Comment 9 RamaKasturi 2021-09-06 09:05:21 UTC

Hello Mike,

   I checked the bug again in the following test runs and i still see that it is being listed as flaky in all 4.7 runs again and when looked into the details i see that log says 'passed' with details being nil in  [1]..[6] & in one of the run it failed with the error listed at [7].

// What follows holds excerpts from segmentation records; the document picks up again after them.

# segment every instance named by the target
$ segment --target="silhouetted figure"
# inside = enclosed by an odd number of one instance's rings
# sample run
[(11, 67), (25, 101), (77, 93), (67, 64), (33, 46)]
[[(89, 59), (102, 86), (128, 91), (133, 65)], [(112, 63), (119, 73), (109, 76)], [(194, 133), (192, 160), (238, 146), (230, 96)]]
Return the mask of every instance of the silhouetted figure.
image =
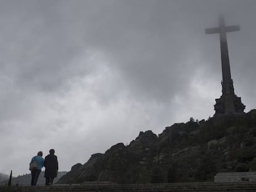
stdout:
[(39, 151), (37, 153), (37, 156), (33, 157), (32, 159), (31, 159), (30, 164), (34, 161), (36, 161), (36, 168), (31, 170), (31, 175), (32, 177), (32, 178), (31, 179), (31, 185), (36, 185), (39, 175), (40, 175), (41, 170), (43, 167), (44, 159), (42, 156), (43, 152)]
[(11, 170), (10, 177), (9, 178), (7, 186), (12, 186), (12, 170)]
[(57, 177), (59, 164), (57, 156), (54, 155), (54, 149), (49, 150), (49, 154), (45, 157), (44, 165), (45, 167), (45, 185), (53, 184), (54, 178)]

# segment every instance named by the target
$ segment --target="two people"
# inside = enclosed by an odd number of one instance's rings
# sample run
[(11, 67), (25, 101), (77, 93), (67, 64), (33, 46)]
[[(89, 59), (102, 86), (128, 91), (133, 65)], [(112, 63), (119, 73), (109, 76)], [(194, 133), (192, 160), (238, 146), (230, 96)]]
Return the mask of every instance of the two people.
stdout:
[(31, 159), (30, 164), (33, 162), (36, 162), (36, 168), (31, 170), (31, 185), (36, 185), (43, 167), (45, 167), (45, 185), (53, 185), (53, 180), (57, 177), (59, 164), (57, 156), (54, 155), (54, 149), (49, 150), (49, 154), (44, 159), (43, 152), (39, 151), (38, 155)]

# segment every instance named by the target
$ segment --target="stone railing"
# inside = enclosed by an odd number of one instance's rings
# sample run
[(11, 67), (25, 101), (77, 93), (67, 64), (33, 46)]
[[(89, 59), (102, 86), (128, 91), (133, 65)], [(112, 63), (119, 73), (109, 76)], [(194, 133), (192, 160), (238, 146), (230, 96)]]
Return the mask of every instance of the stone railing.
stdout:
[(219, 173), (214, 177), (214, 182), (217, 183), (256, 182), (256, 172)]

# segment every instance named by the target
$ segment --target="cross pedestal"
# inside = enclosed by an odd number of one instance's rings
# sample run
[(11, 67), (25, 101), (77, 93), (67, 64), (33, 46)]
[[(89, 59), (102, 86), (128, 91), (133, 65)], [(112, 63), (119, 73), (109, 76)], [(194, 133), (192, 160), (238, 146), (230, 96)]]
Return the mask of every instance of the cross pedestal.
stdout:
[(215, 99), (215, 115), (244, 112), (245, 108), (245, 106), (241, 102), (241, 98), (234, 94), (233, 81), (230, 71), (226, 36), (226, 32), (239, 31), (239, 25), (225, 26), (223, 16), (220, 15), (219, 27), (205, 30), (206, 34), (220, 34), (222, 68), (222, 95), (220, 98)]

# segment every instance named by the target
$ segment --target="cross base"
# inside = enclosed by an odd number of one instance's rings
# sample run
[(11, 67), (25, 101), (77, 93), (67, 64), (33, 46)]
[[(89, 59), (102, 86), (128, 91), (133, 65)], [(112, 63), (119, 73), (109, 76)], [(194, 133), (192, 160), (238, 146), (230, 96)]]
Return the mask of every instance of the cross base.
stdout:
[(214, 110), (215, 110), (215, 114), (214, 115), (226, 114), (229, 113), (243, 113), (245, 106), (242, 103), (241, 98), (237, 97), (235, 94), (231, 96), (231, 99), (233, 99), (234, 111), (228, 111), (226, 110), (225, 103), (227, 103), (227, 99), (230, 99), (230, 96), (227, 96), (224, 94), (222, 94), (219, 99), (216, 99), (216, 104), (214, 105)]

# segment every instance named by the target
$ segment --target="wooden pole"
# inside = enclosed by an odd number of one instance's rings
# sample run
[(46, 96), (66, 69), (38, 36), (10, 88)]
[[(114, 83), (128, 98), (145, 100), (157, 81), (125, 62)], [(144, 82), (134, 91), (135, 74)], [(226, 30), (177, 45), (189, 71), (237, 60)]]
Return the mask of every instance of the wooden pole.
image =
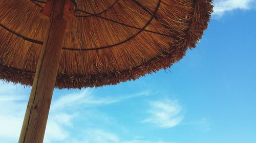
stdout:
[(67, 24), (62, 17), (65, 0), (53, 1), (49, 32), (45, 37), (19, 143), (42, 143), (44, 140)]

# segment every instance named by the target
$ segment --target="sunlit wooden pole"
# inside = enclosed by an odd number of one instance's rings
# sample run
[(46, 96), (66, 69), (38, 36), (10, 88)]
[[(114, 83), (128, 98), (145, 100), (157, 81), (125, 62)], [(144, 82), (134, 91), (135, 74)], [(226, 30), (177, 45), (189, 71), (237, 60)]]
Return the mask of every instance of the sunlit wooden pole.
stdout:
[(46, 11), (43, 12), (49, 16), (49, 32), (37, 64), (19, 143), (42, 143), (44, 140), (67, 23), (63, 16), (66, 1), (50, 0), (44, 7)]

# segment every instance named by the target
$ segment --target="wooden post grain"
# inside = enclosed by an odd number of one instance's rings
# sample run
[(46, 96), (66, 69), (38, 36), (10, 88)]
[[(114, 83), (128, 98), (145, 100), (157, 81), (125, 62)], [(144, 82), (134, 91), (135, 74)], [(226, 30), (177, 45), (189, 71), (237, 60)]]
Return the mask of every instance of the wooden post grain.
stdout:
[(42, 143), (44, 140), (65, 35), (65, 0), (54, 0), (19, 143)]

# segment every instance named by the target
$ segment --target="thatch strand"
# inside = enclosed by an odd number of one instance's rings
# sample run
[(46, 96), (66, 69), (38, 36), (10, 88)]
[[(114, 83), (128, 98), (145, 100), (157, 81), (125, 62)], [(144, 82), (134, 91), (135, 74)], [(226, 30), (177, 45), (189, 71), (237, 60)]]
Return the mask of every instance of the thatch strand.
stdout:
[[(0, 2), (1, 79), (32, 84), (42, 48), (36, 42), (42, 41), (48, 24), (38, 18), (46, 2)], [(63, 43), (59, 89), (115, 84), (169, 67), (196, 47), (212, 12), (211, 0), (76, 3)]]

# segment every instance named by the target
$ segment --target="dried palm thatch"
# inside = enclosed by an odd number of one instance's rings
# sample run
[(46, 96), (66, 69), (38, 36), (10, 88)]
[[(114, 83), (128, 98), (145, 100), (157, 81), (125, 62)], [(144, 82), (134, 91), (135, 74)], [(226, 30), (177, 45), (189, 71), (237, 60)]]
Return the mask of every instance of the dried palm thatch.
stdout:
[[(32, 85), (48, 23), (44, 1), (0, 1), (0, 78)], [(56, 87), (115, 84), (170, 67), (207, 27), (211, 0), (76, 1)]]

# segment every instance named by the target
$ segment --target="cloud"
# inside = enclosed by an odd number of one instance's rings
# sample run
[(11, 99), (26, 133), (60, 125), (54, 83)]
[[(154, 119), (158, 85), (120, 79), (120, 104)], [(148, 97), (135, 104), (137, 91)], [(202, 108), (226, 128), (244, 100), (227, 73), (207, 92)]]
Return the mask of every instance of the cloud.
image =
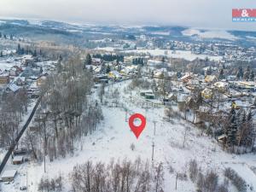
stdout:
[(254, 0), (1, 0), (0, 16), (256, 31), (255, 23), (231, 20), (232, 9), (254, 4)]

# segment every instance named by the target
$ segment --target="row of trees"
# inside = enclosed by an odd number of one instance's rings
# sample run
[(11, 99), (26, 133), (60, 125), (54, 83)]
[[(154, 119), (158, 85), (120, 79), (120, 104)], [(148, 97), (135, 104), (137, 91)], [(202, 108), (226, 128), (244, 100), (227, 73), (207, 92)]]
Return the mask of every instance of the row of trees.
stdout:
[(105, 61), (119, 61), (123, 62), (124, 61), (124, 55), (115, 55), (115, 54), (95, 54), (92, 55), (94, 58), (100, 58)]
[(102, 119), (100, 105), (89, 96), (92, 75), (83, 69), (79, 58), (61, 68), (41, 87), (44, 95), (34, 119), (36, 131), (26, 135), (27, 147), (37, 160), (48, 155), (52, 161), (73, 154), (77, 141), (96, 131)]
[(87, 161), (74, 166), (70, 179), (75, 192), (161, 192), (164, 171), (161, 163), (152, 167), (140, 159), (107, 166)]
[(18, 55), (24, 55), (24, 54), (32, 55), (32, 56), (38, 56), (38, 55), (42, 55), (41, 49), (38, 52), (36, 49), (32, 50), (32, 49), (29, 49), (28, 47), (26, 49), (25, 49), (23, 47), (21, 48), (20, 44), (18, 44), (18, 46), (16, 49), (16, 53)]
[(254, 72), (250, 68), (249, 66), (247, 67), (246, 70), (243, 70), (241, 66), (239, 67), (236, 77), (238, 79), (244, 79), (246, 81), (254, 81)]
[(256, 138), (252, 112), (241, 109), (237, 113), (232, 108), (224, 126), (225, 143), (229, 147), (244, 146), (252, 148)]
[(19, 125), (27, 111), (28, 98), (26, 89), (15, 94), (4, 93), (0, 104), (0, 147), (11, 146), (19, 134)]

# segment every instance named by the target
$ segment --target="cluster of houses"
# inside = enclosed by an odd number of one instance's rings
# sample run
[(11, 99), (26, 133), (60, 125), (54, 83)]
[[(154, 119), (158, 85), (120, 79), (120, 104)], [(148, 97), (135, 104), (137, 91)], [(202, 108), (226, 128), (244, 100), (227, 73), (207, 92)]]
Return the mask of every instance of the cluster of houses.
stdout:
[(55, 65), (49, 61), (34, 58), (32, 55), (12, 56), (6, 63), (11, 67), (1, 71), (0, 88), (2, 92), (16, 93), (20, 89), (26, 89), (30, 97), (38, 96), (38, 86), (45, 80), (48, 73)]

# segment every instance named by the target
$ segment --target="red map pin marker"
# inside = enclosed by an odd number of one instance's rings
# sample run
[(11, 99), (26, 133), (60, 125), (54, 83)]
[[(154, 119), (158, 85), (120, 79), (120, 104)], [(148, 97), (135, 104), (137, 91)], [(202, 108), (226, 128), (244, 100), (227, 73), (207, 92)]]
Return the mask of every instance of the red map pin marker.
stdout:
[[(140, 119), (142, 124), (138, 126), (136, 126), (134, 125), (135, 119)], [(136, 137), (138, 138), (146, 126), (146, 118), (140, 113), (132, 114), (129, 119), (129, 126), (132, 131), (132, 132), (134, 133), (134, 135), (136, 136)]]

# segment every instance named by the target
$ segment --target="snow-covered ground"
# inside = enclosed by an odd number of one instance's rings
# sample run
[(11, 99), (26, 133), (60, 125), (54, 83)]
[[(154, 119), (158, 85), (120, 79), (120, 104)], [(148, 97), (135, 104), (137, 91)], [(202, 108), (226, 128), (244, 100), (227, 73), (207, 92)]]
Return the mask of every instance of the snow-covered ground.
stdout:
[[(123, 92), (127, 83), (119, 83), (108, 90), (118, 88)], [(73, 156), (60, 159), (54, 162), (46, 163), (46, 173), (44, 173), (44, 164), (24, 164), (21, 166), (11, 166), (18, 169), (18, 176), (15, 182), (3, 185), (3, 191), (16, 191), (15, 188), (22, 186), (26, 182), (26, 172), (29, 191), (37, 191), (38, 184), (41, 177), (49, 178), (61, 174), (65, 177), (65, 191), (69, 191), (70, 182), (68, 174), (77, 164), (84, 163), (90, 160), (94, 162), (102, 161), (106, 164), (112, 159), (123, 160), (125, 158), (135, 160), (140, 156), (143, 160), (151, 160), (152, 143), (154, 143), (154, 162), (163, 162), (165, 167), (165, 191), (172, 191), (175, 188), (176, 175), (169, 172), (170, 166), (175, 172), (184, 172), (187, 170), (188, 162), (195, 159), (204, 172), (213, 169), (223, 178), (223, 170), (225, 167), (232, 167), (241, 175), (248, 184), (256, 189), (256, 175), (250, 168), (256, 165), (255, 154), (235, 155), (224, 152), (218, 143), (207, 136), (201, 136), (201, 131), (193, 125), (183, 119), (172, 119), (167, 122), (163, 119), (163, 107), (151, 108), (151, 105), (143, 105), (144, 100), (137, 91), (132, 92), (131, 100), (130, 92), (122, 93), (119, 102), (121, 105), (128, 108), (128, 117), (135, 113), (143, 114), (147, 119), (147, 125), (138, 139), (131, 131), (128, 122), (125, 121), (125, 112), (122, 108), (109, 108), (103, 106), (104, 120), (99, 125), (99, 130), (92, 135), (79, 141), (82, 147), (77, 148)], [(114, 106), (114, 104), (113, 104)], [(148, 106), (148, 108), (147, 108)], [(154, 135), (154, 121), (156, 121), (156, 133)], [(189, 129), (183, 148), (185, 129)], [(135, 150), (131, 149), (131, 144), (135, 145)], [(195, 185), (189, 181), (178, 181), (177, 190), (179, 192), (195, 191)]]
[(166, 55), (172, 58), (183, 58), (188, 61), (193, 61), (196, 58), (205, 59), (208, 57), (210, 60), (218, 61), (222, 60), (222, 56), (210, 56), (207, 55), (196, 55), (191, 53), (189, 50), (169, 50), (169, 49), (135, 49), (135, 50), (125, 50), (125, 53), (142, 53), (142, 54), (150, 54), (153, 56)]
[(200, 38), (223, 38), (228, 40), (237, 40), (239, 38), (224, 30), (200, 30), (195, 28), (186, 29), (182, 32), (184, 36), (198, 36)]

[1] https://prow.ci.openshift.org/view/gs/origin-ci-test/logs/periodic-ci-openshift-release-master-ci-4.7-upgrade-from-stable-4.6-e2e-aws-ovn-upgrade/1434744704989138944
[2] https://prow.ci.openshift.org/view/gs/origin-ci-test/logs/periodic-ci-openshift-release-master-nightly-4.7-upgrade-from-stable-4.6-e2e-aws-upgrade/1434735807087775744
[3] https://prow.ci.openshift.org/view/gs/origin-ci-test/logs/periodic-ci-openshift-release-master-nightly-4.7-e2e-gcp/1434735817128939520
[4] https://prow.ci.openshift.org/view/gs/origin-ci-test/logs/release-openshift-ocp-installer-e2e-aws-upi-4.7/1434735807347822592
[5] https://prow.ci.openshift.org/view/gs/origin-ci-test/logs/periodic-ci-openshift-release-master-ci-4.7-e2e-gcp/1434625145909022720
[6] https://prow.ci.openshift.org/view/gs/origin-ci-test/logs/periodic-ci-openshift-release-master-ci-4.7-e2e-gcp/1434267140524871680
[7] https://prow.ci.openshift.org/view/gs/origin-ci-test/pr-logs/pull/openshift_ovn-kubernetes/719/pull-ci-openshift-ovn-kubernetes-release-4.7-e2e-gcp-ovn/1434605526221590528

Thanks
kasturi

Comment 11 Devan Goodwin 2022-03-07 18:15:45 UTC

Only appearing in 4.7 tests and at a very low rate. Propose this gets closed, from TRT perspective this is not a prio.

Comment 12 Maciej Szulik 2022-05-25 11:00:59 UTC

Given the priority and the current time frame I don't think we'll be able to address this issue in 4.7.